Shamelessly I used this title to shoehorn in this, a favourite track from a favourite band.
I've been making progress! When last we spoke I had the top bit sort of roughly looking how it should, and the missive prior I mentioned the plywood base plan. I've built on both, and it makes sense to look at the plywood base first.
A bit of an overwhelming jumble there, but that's things mounted (or not yet mounted in the case of the battery) where they're probably ending up. There's going to be tweaks to the top for the screen controls and the KVM switch but I think this is pretty much the layout for the bottom. Since taking this photo I've made a proper battery tray with tie-downs for velcro strips to hold it secure. The ZX Uno board is positioned so that a micro SD card can be accessed from the front through a captive SD card adaptor and the Pi's micro SD card is accessed via the extension to the right hand side. I've had an idea for a while to have a secure drawer for micro SD cards so that I can flick between distros - I might still do that.
There's still a need for the joystick for the ZX Uno and some kind of communication between the two halves would be nice. The proper thing to do would be to have a serial connection between them; the hacky way would be to abuse the keyboard status LEDs and use them to transfer data (which isn't a million miles from what Codemasters did with their 8-bit CD game pack, except that used a joystick port and was obviously unidirectional).
I reported on the truck bed liner paint idea previously, and I tried it out as you can see at the top of this post. That's two pieces of white 3D printed plastic, joined together with superglue and some plastic welding (scrap PLA filament and a soldering iron to bond), a smidge of wood filler, a tiny amount of sanding and a single coat of the paint. It's amazing stuff! The texture it provides is almost identical to the back of a rubber-keyed Spectrum and it hides the join better than I could've imagined. The painted object is the screen bezel, which being too big for the printer had to be made in two halves, and one of the joins is on the bottom section in that photo - you can't see it can you?
The screen and attaching it
When I designed the bezel I factored in the thickness of the PET screen protection as well as the display module itself and I got the dimensions bang on, so then I needed to work out how to connect it to the main computer bit. I'd been thinking of using bearings on the threaded rod that will be bracing the back, but there wasn't really enough cable to get it to the middle and having it to the side looked weird.
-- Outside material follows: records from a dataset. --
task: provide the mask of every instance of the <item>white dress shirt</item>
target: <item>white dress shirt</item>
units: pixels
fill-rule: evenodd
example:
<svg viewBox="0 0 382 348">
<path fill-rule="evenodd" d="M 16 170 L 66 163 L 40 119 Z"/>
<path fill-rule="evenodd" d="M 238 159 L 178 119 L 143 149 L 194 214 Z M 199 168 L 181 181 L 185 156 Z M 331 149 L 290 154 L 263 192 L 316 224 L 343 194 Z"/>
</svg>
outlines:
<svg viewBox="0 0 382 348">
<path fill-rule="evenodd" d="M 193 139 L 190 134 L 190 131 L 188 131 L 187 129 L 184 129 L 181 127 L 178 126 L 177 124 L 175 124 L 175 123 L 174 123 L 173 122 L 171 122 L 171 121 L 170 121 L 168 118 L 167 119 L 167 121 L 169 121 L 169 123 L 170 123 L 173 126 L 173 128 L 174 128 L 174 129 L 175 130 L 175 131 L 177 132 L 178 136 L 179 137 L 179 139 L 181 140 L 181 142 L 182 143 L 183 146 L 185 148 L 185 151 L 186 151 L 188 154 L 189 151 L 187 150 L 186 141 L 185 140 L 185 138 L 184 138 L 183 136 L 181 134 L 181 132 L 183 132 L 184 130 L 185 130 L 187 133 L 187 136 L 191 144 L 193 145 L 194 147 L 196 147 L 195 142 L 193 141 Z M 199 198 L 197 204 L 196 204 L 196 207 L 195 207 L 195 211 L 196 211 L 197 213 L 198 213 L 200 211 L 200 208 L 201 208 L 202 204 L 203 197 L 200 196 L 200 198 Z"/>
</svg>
Inspiration hit me from... somewhere, I dunno. It just did! I have a couple of magic arms that I use for things like holding a camera to the 3D printer frame and small video monitors and I realised that I could use something like that and articulate the screen how I like. A quick trip to eBay and I scored one of these, dead cheap.
With that settled I could work out the back of the screen. A ¼" nut would take the thread of the tripod screw, and knowing about the torque that could be in play (and not wanting it to be a load-bearing display module) I worked out some bracing to hold the parts together.
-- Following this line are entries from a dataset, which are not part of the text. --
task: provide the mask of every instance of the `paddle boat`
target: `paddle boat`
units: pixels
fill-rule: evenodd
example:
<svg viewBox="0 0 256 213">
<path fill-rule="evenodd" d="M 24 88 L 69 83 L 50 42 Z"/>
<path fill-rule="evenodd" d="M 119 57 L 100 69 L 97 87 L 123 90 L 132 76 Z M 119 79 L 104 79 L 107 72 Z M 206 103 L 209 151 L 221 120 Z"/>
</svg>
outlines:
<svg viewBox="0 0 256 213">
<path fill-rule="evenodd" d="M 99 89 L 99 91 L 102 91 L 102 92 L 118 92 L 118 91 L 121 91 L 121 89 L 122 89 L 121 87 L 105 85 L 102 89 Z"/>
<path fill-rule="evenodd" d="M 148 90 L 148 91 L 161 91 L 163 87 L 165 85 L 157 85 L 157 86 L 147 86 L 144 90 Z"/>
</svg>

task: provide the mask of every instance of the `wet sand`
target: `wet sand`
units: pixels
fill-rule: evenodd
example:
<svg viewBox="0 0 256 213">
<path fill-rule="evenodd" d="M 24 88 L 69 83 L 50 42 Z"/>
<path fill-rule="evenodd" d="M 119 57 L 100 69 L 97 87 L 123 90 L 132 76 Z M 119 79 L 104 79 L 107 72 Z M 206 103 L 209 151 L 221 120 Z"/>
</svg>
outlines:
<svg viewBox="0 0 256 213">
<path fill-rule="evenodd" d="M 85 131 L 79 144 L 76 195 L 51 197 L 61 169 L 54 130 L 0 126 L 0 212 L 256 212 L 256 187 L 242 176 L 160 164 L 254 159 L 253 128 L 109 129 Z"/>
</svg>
The back is made up of three panels, so that the join isn't in line with the front, and a separate section that holds the nut and helps clamp the side panel to the centre one. (The photo above is the centre and right panels, the left one will get printed tomorrow.)
The metal brackets are from a bag I got in Aldi ages ago and give more rigidity. The top one is bolted to the panels, and the bottom one provides strength to the back of the display module directly.
On the base I'll probably use another reinforced print to hold the other ¼" nut to the bracing at the back. I'll work out what to do there once I've got that section designed in a bit more detail.
I've been putting the speaker situation off for too long. I'd wanted a mixer so that both Pi and Spectrum sound could be heard at the same time - I might still do that - and figured I'd use some junked laptop speaker modules or something. Then this came up on Banggood for £cheap and I decided that I could use that instead.
It would be handy to have the audio from external HDMI sources coming through as well. Sadly there's no headphone output on the display driver board, but there's some speaker headers which might just give a clean enough signal to pull out and use. The alternative would be to use an HDMI audio extractor - you can get them very cheap and they work reasonably well - but it would be another thing to have to try and fit into the signal path and you don't know whether or not it will handle more than 1080P without actually trying it.
That's all for now
I'll just continue chipping away until next update!